Project Summary Disruptions of the body's internal circadian clock by means such as jet lag, a lack of sleep or shift work can affect biological functions and lead to disease. Becoming more familiar with the regulation of circadian rhythms will allow for a better understanding of pathologies such as obesity, diabetes, and cancer and the development of therapeutic treatments for these diseases. On a molecular scale, the circadian clock controls many cellular mechanisms that give the biological clock the ability to remain at a constant 24-hour period. The core clock machinery, CLOCK and BMAL1, regulates transcription of clock-controlled genes. Additionally, CLOCK has also been found to have a non-traditional role in post-translational modifications such as the acetylation levels of circadian proteins. However, additional roles for BMAL1 are not well identified. Hints provided by recent discoveries indicate the clock is involved RNA polymerase 1 (Pol I)-mediated transcription. Pol I transcribes ribosomal DNA (rDNA) that is further processed to mature ribosomal RNA (rRNA) through a series of post-transcriptional modifications. The rRNA precursor, (pre-rRNA), is a tandem repeat that contains 18S, 5.8S and 28S rRNAs. A study on circadian nuclear protein accumulation has shown an oscillatory expression pattern of nucleolar proteins involved in pre-rRNA processing. Based on the recent findings, the goal of this project is to elucidate the function of the circadian clock on the regulation of pre-rRNA. This study will explore the undiscovered mechanism for the circadian pre-rRNA expression. First, a novel BMAL1 subcellular localization will be identified and fully characterized. Further, the circadian regulation of pre- rRNA will be investigated by preforming analyses to locate the sites of BMAL1 recruitment to rDNA. Measurements of the Pol I transcriptional activity in a clock-dependent manner will define the role of the circadian clock on pre-rRNA transcription. Additionally, this research study will identify a novel role for BMAL1 on pre-rRNA maturation. The importance of a physical interaction between BMAL1 and the nucleolar proteins will be thoroughly established. Followed by a comprehensive analysis of the role of the circadian clock on nucleolar structural integrity. Lastly, we will test the significance of the nucleolar BMAL1 in pre-rRNA processing. We believe we will characterize the functional relevance of BMAL1 in the nucleolus. !

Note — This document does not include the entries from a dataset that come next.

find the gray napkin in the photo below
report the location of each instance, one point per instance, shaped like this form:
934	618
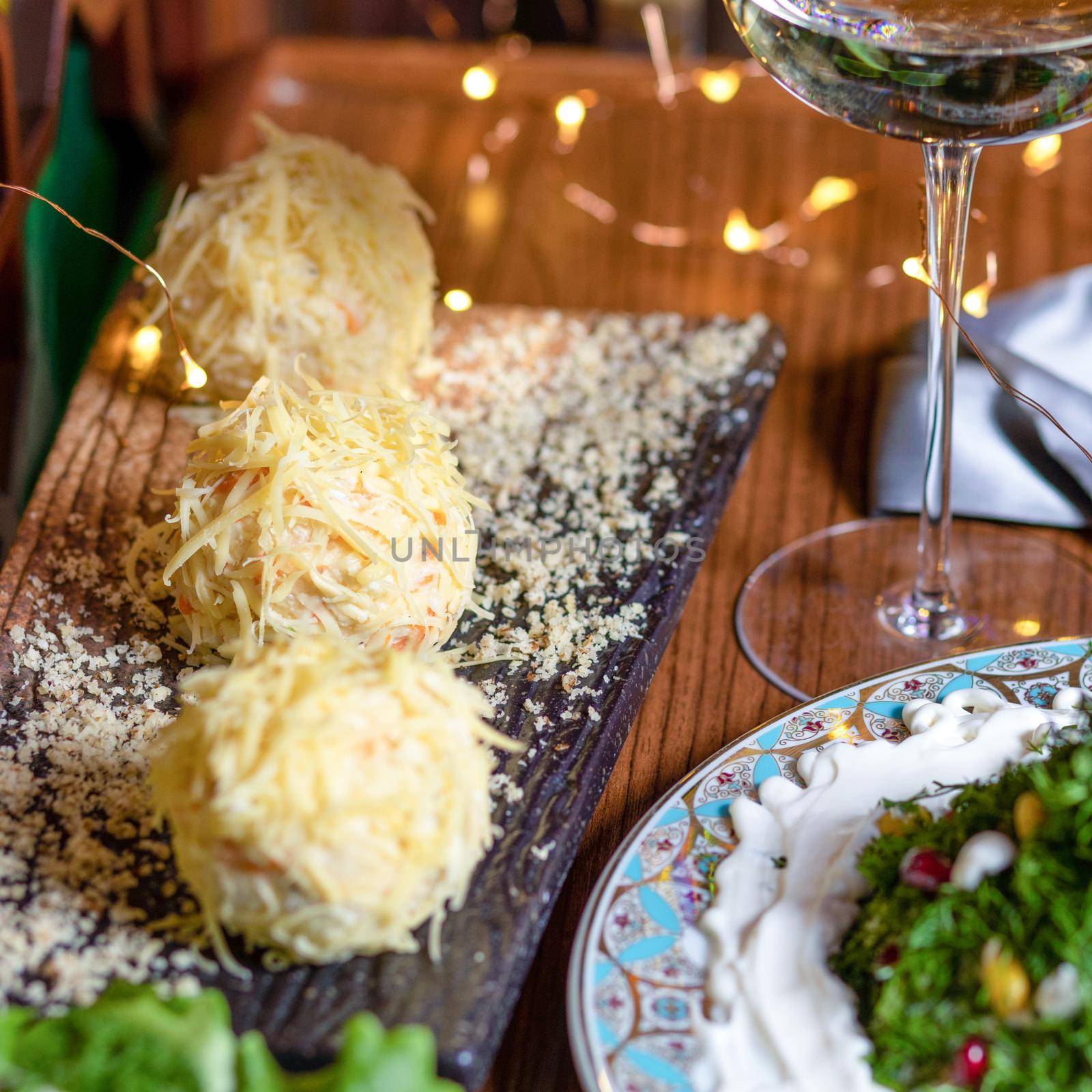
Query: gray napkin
1008	461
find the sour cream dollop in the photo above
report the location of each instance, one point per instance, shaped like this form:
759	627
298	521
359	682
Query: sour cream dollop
781	1020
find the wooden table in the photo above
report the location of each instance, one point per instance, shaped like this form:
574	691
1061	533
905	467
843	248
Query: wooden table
517	236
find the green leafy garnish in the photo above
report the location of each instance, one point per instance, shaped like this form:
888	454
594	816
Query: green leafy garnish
132	1040
917	959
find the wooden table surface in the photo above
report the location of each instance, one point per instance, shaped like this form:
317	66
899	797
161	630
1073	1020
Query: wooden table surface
517	236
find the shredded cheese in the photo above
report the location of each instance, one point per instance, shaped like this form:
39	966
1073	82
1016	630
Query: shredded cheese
329	513
327	800
303	248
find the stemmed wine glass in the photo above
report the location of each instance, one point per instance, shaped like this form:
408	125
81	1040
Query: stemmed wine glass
953	76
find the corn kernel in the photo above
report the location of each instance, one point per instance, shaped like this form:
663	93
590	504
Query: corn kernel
1028	815
1006	981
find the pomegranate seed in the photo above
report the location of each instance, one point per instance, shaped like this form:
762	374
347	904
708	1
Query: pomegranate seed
925	870
972	1063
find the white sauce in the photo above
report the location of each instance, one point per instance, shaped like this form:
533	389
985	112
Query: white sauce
782	1020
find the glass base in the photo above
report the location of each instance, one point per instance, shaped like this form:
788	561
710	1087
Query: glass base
837	606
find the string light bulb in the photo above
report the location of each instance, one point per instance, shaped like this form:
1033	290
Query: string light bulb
915	268
719	85
1042	154
478	83
196	376
571	111
145	344
744	238
828	192
977	300
458	300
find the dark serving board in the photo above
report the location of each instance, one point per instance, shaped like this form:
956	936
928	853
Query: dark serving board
117	440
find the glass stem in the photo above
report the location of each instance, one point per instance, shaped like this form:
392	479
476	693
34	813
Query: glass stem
949	173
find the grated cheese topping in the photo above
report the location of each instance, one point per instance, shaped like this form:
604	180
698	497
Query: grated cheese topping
303	248
325	799
330	513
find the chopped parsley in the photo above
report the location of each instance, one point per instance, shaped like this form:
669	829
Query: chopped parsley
928	969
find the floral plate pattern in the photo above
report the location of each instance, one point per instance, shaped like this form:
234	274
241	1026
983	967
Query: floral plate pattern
638	969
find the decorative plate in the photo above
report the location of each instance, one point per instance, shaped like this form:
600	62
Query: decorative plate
638	970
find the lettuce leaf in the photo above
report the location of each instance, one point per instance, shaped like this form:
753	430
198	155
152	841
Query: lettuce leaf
132	1040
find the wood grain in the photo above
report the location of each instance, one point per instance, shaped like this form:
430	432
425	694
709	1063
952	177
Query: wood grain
517	240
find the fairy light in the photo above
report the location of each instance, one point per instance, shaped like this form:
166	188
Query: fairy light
915	268
571	113
744	238
478	83
977	300
145	347
719	85
196	376
827	194
1042	154
151	270
458	300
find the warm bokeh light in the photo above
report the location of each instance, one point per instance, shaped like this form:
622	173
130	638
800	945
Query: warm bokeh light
196	376
1042	154
478	83
915	268
145	347
719	85
458	300
828	192
571	111
977	300
744	238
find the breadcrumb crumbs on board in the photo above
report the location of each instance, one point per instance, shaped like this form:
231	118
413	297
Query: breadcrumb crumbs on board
573	445
573	438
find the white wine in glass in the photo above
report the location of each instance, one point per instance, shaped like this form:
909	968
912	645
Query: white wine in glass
953	76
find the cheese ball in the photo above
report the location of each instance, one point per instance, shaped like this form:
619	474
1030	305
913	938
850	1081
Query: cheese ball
327	800
302	248
327	513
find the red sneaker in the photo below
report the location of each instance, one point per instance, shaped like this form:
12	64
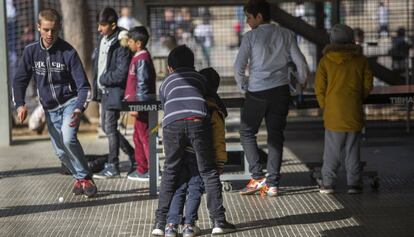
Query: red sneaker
89	187
77	188
253	186
269	191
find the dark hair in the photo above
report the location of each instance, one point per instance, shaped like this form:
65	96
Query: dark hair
255	7
139	33
401	31
181	56
107	15
50	14
213	78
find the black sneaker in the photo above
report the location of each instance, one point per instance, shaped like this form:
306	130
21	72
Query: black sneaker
171	230
89	187
158	229
110	171
191	230
327	189
77	187
357	189
222	227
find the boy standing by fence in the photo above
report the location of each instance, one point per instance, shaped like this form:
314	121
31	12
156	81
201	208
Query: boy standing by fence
63	90
343	81
140	83
191	186
267	49
110	74
186	122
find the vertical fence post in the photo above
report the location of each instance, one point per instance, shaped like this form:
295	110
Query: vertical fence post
5	119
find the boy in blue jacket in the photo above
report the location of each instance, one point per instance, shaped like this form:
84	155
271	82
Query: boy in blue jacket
63	90
111	64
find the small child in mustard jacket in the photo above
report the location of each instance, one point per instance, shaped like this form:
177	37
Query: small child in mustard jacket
191	186
343	81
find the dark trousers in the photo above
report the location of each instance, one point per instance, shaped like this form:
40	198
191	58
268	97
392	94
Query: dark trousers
273	106
189	192
109	124
341	146
141	142
176	137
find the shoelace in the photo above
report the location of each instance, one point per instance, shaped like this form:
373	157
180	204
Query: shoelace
252	183
78	184
86	183
263	190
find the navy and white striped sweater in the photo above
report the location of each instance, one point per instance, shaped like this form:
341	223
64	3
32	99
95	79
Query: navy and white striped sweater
182	95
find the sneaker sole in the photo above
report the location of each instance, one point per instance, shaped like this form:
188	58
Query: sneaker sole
327	191
106	177
220	231
249	192
138	179
157	232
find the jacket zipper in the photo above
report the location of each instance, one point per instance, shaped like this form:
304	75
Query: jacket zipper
49	74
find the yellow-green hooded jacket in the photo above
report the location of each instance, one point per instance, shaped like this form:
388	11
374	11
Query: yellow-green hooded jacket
343	81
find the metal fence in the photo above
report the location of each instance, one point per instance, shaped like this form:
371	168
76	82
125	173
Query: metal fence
214	32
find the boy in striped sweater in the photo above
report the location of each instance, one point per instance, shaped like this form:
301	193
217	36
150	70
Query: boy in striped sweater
186	122
190	186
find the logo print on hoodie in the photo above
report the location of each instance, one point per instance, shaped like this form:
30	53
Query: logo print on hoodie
40	67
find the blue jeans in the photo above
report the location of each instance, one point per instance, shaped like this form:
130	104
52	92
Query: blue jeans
176	137
65	141
190	187
273	106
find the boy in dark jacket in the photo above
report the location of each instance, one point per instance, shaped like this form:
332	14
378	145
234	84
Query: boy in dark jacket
63	89
140	83
110	74
186	122
191	186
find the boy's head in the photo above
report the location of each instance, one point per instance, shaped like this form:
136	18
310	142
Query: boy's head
257	12
358	35
341	34
138	38
181	56
213	78
49	25
107	21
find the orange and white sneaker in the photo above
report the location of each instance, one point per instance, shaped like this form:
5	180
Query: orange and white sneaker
253	186
269	191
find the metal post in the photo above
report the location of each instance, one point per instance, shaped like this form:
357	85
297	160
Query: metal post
153	159
5	119
336	13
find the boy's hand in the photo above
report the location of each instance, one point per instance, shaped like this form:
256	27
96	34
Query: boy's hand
134	114
21	113
75	118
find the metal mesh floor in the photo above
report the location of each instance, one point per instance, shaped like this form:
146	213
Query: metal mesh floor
30	188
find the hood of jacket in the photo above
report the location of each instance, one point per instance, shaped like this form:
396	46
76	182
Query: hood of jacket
340	53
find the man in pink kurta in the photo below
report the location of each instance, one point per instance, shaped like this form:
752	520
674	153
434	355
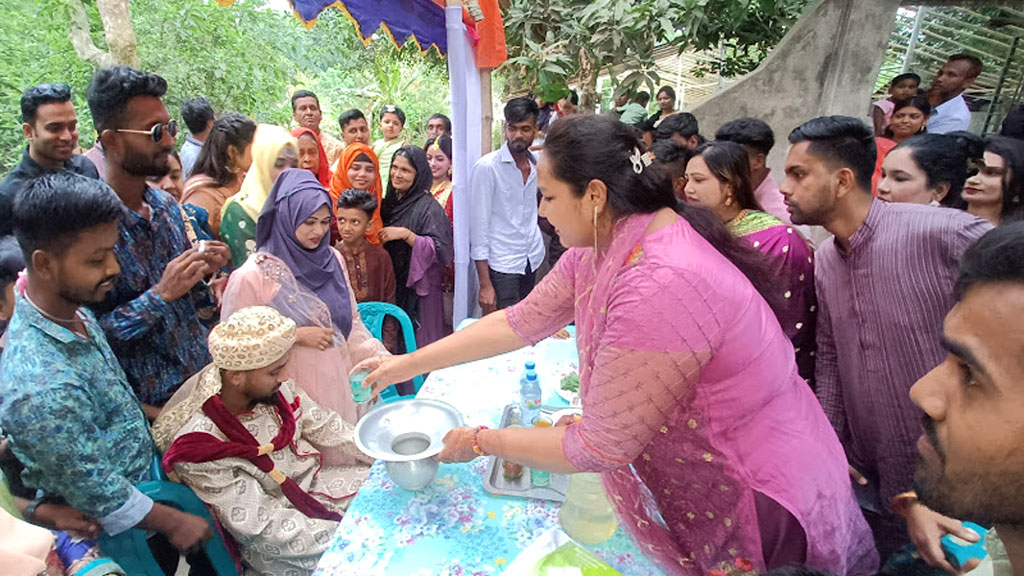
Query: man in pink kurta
691	397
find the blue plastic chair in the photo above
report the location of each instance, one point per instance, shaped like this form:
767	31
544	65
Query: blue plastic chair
130	548
373	315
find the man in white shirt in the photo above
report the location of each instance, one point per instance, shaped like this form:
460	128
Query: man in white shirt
949	110
505	238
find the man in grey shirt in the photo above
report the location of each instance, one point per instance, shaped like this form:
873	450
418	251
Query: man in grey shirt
505	237
199	116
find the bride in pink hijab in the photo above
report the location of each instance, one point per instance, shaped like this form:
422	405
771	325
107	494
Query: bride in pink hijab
692	405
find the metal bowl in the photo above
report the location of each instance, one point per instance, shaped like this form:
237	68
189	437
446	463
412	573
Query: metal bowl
407	435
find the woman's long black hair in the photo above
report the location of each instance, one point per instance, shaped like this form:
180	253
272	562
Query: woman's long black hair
232	129
588	148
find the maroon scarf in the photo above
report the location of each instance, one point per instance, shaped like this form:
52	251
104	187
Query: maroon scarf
202	447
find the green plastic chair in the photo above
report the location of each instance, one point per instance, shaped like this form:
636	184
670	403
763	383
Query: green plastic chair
373	315
130	548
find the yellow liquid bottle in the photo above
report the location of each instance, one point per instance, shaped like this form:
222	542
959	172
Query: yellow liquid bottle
586	515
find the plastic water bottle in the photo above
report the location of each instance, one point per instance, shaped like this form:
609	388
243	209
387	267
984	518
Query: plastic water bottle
529	395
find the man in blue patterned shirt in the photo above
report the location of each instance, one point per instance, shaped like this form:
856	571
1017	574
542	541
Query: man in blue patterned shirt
72	418
150	316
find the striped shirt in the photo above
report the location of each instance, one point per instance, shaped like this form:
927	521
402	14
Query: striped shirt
882	307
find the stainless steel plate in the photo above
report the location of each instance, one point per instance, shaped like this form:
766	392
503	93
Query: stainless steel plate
407	429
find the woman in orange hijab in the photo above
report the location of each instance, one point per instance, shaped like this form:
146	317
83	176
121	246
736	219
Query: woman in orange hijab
357	170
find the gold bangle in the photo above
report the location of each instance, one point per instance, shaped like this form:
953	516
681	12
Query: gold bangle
901	503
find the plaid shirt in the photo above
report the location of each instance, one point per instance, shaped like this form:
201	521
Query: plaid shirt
160	344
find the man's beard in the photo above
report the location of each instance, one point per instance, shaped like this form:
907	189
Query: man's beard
518	147
138	164
270	399
816	216
986	495
81	296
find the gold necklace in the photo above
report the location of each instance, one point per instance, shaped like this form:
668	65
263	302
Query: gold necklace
738	217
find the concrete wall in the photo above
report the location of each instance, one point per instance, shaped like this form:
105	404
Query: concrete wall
825	65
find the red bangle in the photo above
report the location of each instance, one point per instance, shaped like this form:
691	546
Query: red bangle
476	447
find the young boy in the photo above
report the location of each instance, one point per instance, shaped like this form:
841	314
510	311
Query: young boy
392	122
11	262
902	87
369	265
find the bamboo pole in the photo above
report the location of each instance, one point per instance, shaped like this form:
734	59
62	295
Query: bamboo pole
998	87
486	111
912	44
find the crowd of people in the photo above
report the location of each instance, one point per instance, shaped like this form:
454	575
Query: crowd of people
752	401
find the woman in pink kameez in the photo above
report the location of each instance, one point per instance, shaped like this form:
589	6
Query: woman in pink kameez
311	287
718	177
692	406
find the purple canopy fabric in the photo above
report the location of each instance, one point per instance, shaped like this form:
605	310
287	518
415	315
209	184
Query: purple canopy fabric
423	21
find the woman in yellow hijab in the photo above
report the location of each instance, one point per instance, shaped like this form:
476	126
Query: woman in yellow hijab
274	150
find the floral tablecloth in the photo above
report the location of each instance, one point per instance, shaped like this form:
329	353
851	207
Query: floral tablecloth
453	527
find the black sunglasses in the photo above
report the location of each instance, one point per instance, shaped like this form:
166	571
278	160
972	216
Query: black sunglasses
157	132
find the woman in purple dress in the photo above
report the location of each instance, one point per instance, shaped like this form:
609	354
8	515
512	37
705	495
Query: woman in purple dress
719	178
418	237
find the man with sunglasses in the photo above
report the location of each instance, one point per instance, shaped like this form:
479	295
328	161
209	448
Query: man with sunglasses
50	126
150	316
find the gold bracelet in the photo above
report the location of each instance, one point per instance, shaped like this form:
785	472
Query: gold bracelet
901	503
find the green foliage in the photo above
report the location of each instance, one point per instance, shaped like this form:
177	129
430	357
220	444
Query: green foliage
243	57
554	41
741	32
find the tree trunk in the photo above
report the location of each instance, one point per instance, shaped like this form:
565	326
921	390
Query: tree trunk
117	30
588	75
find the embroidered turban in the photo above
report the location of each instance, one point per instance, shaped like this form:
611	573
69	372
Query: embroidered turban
253	337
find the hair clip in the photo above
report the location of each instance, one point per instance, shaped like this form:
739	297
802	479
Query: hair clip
640	161
475	12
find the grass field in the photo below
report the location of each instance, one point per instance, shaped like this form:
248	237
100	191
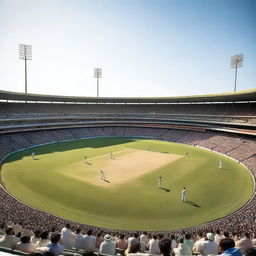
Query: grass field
60	182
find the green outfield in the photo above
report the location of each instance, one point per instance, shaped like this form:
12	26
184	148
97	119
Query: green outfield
61	182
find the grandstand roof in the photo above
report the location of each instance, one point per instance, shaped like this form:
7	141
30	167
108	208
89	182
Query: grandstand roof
243	96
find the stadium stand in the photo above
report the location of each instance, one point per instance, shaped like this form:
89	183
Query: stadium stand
228	128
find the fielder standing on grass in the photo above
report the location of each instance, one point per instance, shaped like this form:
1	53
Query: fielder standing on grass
183	195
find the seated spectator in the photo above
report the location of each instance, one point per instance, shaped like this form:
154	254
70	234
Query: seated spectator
153	245
67	237
99	239
121	243
9	240
89	240
227	248
225	234
25	245
88	252
198	245
182	249
55	246
43	241
174	242
250	252
133	239
244	243
108	246
144	237
79	239
188	241
134	250
217	236
165	246
209	246
36	237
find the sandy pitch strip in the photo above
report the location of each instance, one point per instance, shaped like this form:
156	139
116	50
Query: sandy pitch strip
126	167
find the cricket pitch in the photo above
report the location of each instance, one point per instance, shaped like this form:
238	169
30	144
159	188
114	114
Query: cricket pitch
123	166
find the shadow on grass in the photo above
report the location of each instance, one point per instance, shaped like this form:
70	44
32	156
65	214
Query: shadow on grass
191	203
70	145
165	189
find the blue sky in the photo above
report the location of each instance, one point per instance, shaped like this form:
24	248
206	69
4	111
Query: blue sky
144	47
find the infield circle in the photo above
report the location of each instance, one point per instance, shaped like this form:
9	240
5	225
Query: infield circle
65	179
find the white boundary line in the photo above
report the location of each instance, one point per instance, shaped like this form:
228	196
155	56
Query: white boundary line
145	137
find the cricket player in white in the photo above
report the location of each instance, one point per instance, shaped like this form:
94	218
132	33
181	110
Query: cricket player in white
183	194
220	164
159	182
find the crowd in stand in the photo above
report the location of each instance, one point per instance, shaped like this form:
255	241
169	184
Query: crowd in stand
88	242
241	147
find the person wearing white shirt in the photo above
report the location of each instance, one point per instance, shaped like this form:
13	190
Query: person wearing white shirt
133	239
183	195
9	240
54	246
89	240
209	246
43	241
144	237
108	246
36	237
182	249
67	237
153	245
79	242
217	237
198	245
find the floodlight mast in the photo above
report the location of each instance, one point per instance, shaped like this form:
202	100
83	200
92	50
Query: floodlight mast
25	53
97	74
237	61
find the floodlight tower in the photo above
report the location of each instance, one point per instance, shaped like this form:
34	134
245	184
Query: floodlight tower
25	53
97	74
237	61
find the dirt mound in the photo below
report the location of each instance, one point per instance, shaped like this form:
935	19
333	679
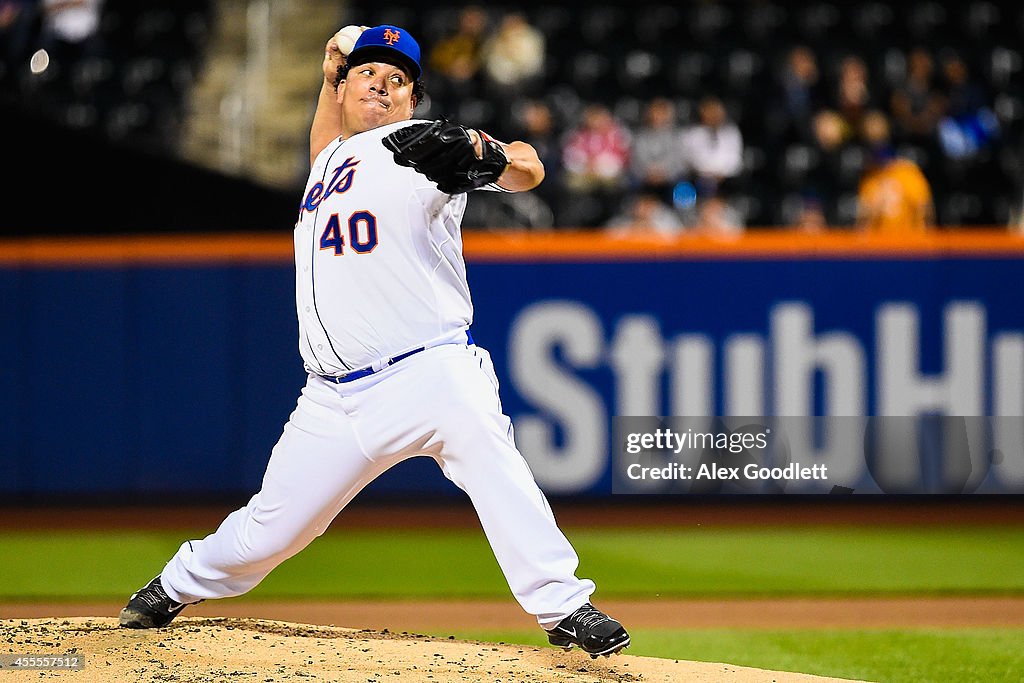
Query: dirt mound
265	651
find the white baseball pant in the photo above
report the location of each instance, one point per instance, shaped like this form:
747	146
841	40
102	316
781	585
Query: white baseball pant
440	402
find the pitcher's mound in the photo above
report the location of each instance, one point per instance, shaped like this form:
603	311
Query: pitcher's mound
264	651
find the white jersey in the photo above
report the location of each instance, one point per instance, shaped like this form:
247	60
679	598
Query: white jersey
378	258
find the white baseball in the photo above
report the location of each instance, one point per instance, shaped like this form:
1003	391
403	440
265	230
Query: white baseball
346	38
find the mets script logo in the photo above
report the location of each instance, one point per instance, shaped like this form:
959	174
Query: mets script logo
339	182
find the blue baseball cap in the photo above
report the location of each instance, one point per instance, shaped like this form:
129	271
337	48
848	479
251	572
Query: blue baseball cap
380	42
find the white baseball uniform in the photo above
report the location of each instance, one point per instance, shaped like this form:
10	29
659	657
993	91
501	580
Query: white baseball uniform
382	297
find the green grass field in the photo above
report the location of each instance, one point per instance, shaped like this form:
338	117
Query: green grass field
640	563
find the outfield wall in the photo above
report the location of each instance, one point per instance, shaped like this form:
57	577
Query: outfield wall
168	365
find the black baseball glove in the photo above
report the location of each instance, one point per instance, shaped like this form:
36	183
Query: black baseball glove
443	152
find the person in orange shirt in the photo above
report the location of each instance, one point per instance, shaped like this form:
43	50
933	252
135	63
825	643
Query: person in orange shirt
894	196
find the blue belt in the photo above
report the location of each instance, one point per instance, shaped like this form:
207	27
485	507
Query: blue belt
367	372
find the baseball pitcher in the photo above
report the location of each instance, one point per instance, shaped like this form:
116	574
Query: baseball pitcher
384	316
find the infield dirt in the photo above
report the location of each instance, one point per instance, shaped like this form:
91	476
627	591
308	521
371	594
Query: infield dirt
195	649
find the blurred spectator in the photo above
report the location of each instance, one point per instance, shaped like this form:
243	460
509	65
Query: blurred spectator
513	57
798	96
657	151
970	124
852	95
811	218
536	125
916	103
894	195
597	153
717	216
713	148
645	214
456	59
595	159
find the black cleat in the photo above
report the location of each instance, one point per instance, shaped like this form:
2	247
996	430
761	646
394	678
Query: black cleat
150	607
592	630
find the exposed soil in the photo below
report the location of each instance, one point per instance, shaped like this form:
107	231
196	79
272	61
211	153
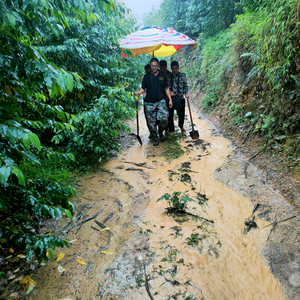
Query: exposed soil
136	250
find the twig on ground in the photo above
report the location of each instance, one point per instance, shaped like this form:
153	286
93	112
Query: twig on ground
275	223
147	284
263	149
250	130
144	165
84	221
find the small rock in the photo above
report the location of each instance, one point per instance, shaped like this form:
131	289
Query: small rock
295	279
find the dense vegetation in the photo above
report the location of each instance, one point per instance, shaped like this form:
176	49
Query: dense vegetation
251	45
65	91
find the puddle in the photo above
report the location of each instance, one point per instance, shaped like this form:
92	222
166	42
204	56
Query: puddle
184	257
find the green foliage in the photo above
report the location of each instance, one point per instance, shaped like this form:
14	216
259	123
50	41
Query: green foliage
65	91
177	200
153	17
210	66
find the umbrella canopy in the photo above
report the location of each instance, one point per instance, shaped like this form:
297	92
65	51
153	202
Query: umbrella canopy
161	41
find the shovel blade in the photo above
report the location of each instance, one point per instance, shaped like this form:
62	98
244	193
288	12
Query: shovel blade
194	134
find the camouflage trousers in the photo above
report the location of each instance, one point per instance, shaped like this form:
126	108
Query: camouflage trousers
157	115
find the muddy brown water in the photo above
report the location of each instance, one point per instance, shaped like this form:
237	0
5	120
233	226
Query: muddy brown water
221	263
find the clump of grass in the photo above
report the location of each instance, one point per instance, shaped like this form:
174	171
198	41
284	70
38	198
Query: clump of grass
173	148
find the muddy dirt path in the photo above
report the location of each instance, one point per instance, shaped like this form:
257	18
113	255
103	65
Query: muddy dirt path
143	252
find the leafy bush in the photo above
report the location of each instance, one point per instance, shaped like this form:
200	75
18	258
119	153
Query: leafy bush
178	200
62	80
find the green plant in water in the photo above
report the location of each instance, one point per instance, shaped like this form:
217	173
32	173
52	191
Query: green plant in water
177	200
194	238
139	281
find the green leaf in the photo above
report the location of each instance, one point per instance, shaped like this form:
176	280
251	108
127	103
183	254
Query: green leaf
69	215
45	3
19	175
34	139
51	253
13	134
107	8
68	79
11	19
26	140
82	14
4	174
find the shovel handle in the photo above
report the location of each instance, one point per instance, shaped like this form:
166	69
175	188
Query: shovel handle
187	99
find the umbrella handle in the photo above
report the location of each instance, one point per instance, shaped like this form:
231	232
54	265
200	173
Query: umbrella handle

项目概要时差、睡眠不足或轮班工作等都会扰乱人体的内部生物钟影响生物功能并导致疾病。更加熟悉昼夜节律的调节将有助于更好地了解肥胖、糖尿病和癌症等病理学及其发展这些疾病的治疗方法。在分子尺度上，生物钟控制着许多细胞机制，使生物钟保持24小时恒定的能力。核心时钟机制 CLOCK 和 BMAL1 负责调节时钟控制基因的转录。此外，CLOCK还被发现具有非传统作用翻译后修饰，例如昼夜节律蛋白的乙酰化水平。然而，额外的角色 BMAL1 尚未得到很好的鉴定。最近的发现提供的线索表明时钟与RNA有关聚合酶 1 (Pol I) 介导的转录。 Pol I 转录核糖体 DNA (rDNA)，并进行进一步处理通过一系列转录后修饰，使核糖体RNA (rRNA) 成熟。 rRNA前体， (pre-rRNA) 是包含 18S、5.8S 和 28S rRNA 的串联重复序列。昼夜节律核蛋白的研究积累显示出参与前 rRNA 的核仁蛋白的振荡表达模式加工。根据最近的发现，该项目的目标是阐明昼夜节律的功能时钟对前 rRNA 的调节。本研究将探索昼夜节律前 rRNA 表达的尚未发现的机制。首先是小说 BMAL1 亚细胞定位将被识别并充分表征。此外，昼夜节律调节将通过进行分析来研究 rRNA，以定位 BMAL1 募集至 rDNA 的位点。以时钟依赖性方式测量 Pol I 转录活性将定义 Pol I 转录活性的作用 rRNA 前体转录的生物钟。此外，这项研究将确定 BMAL1 在 rRNA 前体成熟中的新作用。重要性 BMAL1 和核仁蛋白之间的物理相互作用将得到彻底确立。其次是全面分析生物钟对核仁结构完整性的作用。最后我们来测试一下核仁 BMAL1 在前 rRNA 加工中的重要性。我们相信我们将表征功能 BMAL1 在核仁中的相关性。！